My own Jewish trajectory, not unlike my generation of assimilated American Jews, carried me from boyhood and young adult indifference to the Jewish state that was born on my 12th birthday to a momentary spark of curiosity in June 1967, when television broadcasts revealed triumphant Israeli soldiers at the Western Wall.
But it took a chance encounter five years later with a former colleague who had just returned from an Israel trip for “disaffected Jewish academics” to perk my interest. I applied, my qualifications were recognized, and my life was transformed by the experience. Frequent visits followed, including two sabbatical years in Jerusalem that included teaching a seminar on American Jewish history to Tel Aviv University students who were astonished by the rejection of Jewish norms and indifference to Jewish history that was so common among American Jews.
My first trip to Israel had also included a brief visit to Hebron, whose place in Jewish history was then unknown to me. But a glimpse of the Machpelah burial site of the Jewish patriarchs and matriarchs at the edge of the virtually deserted Jewish Quarter sparked my curiosity. Return visits eventually included fascinating conversations with founding leaders and devoted residents of the restored Jewish community that had been decimated by rampaging Arabs during the 1929 riots. My Hebron experiences, and the research they inspired, culminated in the first English-language history of the Hebron Jewish community.
Gordis traces, explores and explains “the more central causes of the complex, fraught, love-filled, hate-filled relationship” between American Jews and Zionists” before and since the birth of Israel.

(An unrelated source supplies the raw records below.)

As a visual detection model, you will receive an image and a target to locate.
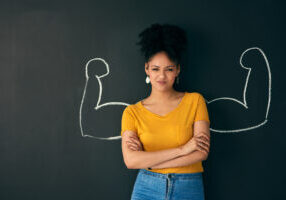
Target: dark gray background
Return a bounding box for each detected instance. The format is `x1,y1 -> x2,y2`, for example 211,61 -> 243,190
0,0 -> 286,200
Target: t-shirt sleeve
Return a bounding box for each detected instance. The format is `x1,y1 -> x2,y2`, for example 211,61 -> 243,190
194,94 -> 210,123
121,107 -> 137,136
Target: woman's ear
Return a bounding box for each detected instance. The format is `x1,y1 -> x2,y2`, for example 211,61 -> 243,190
145,63 -> 149,75
177,65 -> 181,76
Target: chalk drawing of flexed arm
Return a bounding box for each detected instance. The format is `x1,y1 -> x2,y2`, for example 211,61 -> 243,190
206,47 -> 271,133
79,58 -> 129,140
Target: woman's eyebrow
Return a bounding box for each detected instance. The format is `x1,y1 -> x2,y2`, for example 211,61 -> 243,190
152,65 -> 175,68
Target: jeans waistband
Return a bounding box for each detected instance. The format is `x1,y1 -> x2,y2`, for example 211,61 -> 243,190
138,169 -> 202,179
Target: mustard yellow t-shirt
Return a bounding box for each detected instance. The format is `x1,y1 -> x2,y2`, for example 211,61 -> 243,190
121,92 -> 210,173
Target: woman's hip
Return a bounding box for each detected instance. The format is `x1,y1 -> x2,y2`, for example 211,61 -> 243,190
131,169 -> 204,200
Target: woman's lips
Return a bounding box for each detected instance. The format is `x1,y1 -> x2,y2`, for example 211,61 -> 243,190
157,81 -> 166,85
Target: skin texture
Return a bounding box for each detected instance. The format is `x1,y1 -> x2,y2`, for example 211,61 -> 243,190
121,52 -> 210,169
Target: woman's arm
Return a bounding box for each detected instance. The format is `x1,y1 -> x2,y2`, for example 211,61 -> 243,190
151,151 -> 207,169
147,120 -> 210,169
121,130 -> 185,169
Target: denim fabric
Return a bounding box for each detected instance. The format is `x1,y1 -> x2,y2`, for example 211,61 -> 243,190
131,169 -> 205,200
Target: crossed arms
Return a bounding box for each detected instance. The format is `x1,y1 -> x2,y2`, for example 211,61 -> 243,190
121,120 -> 210,169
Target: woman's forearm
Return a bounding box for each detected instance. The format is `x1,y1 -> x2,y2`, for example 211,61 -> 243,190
128,147 -> 185,169
151,151 -> 206,169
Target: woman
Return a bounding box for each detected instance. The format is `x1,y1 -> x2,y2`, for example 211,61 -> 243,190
121,24 -> 210,200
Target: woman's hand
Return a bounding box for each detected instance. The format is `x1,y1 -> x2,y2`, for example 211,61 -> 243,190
126,133 -> 143,151
182,132 -> 210,155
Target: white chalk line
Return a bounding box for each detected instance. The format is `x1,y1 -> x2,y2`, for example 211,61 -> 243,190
79,47 -> 271,140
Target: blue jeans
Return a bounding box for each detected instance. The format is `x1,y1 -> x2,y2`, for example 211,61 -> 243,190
131,169 -> 205,200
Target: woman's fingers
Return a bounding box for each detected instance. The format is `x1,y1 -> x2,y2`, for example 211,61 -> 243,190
196,138 -> 209,154
196,138 -> 210,147
129,137 -> 142,146
126,141 -> 141,150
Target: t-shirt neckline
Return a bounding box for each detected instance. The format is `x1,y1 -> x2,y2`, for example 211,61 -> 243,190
139,92 -> 187,119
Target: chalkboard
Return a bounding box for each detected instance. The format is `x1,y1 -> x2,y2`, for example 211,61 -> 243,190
0,0 -> 286,200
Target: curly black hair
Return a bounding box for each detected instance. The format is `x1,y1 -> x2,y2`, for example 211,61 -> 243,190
136,23 -> 187,65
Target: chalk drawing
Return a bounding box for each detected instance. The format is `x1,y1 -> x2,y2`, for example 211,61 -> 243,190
208,47 -> 271,133
79,47 -> 271,140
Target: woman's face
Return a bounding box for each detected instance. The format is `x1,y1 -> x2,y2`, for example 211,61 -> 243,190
145,51 -> 180,90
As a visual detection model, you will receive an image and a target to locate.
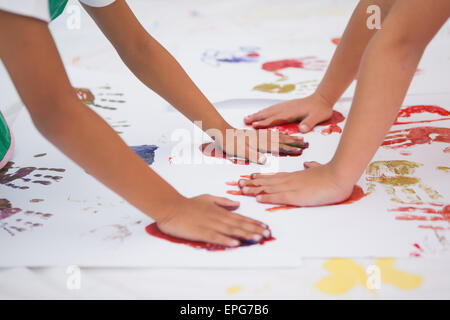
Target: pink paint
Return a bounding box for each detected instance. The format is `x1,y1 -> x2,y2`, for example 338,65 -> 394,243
394,105 -> 450,125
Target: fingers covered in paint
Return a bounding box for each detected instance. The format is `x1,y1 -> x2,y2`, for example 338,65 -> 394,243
157,195 -> 270,247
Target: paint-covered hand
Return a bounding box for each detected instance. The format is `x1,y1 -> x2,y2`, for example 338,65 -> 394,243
244,93 -> 333,133
216,129 -> 308,164
238,162 -> 353,207
157,195 -> 271,247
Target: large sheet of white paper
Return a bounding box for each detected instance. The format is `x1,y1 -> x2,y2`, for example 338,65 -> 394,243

The “rift” between us that is the focus of his illuminating book was, for me, healed decades ago by my own explorations and encounters in the biblical homeland of the Jewish people.
The “stumbling” relationship that Gordis perceptively scrutinizes (and yearns to heal) may yet result in “the fracture of the Jewish people into two largely disconnected communities.” But even though I will remain in the United States, my Jewish heart and soul will always reside in Israel.
Jerold S. Auerbach is the author of “Print to Fit: The New York Times, Zionism and Israel 1896-2016,” which was recently selected for Mosaic by Ruth Wisse and Martin Kramer as a “Best Book” for 2019.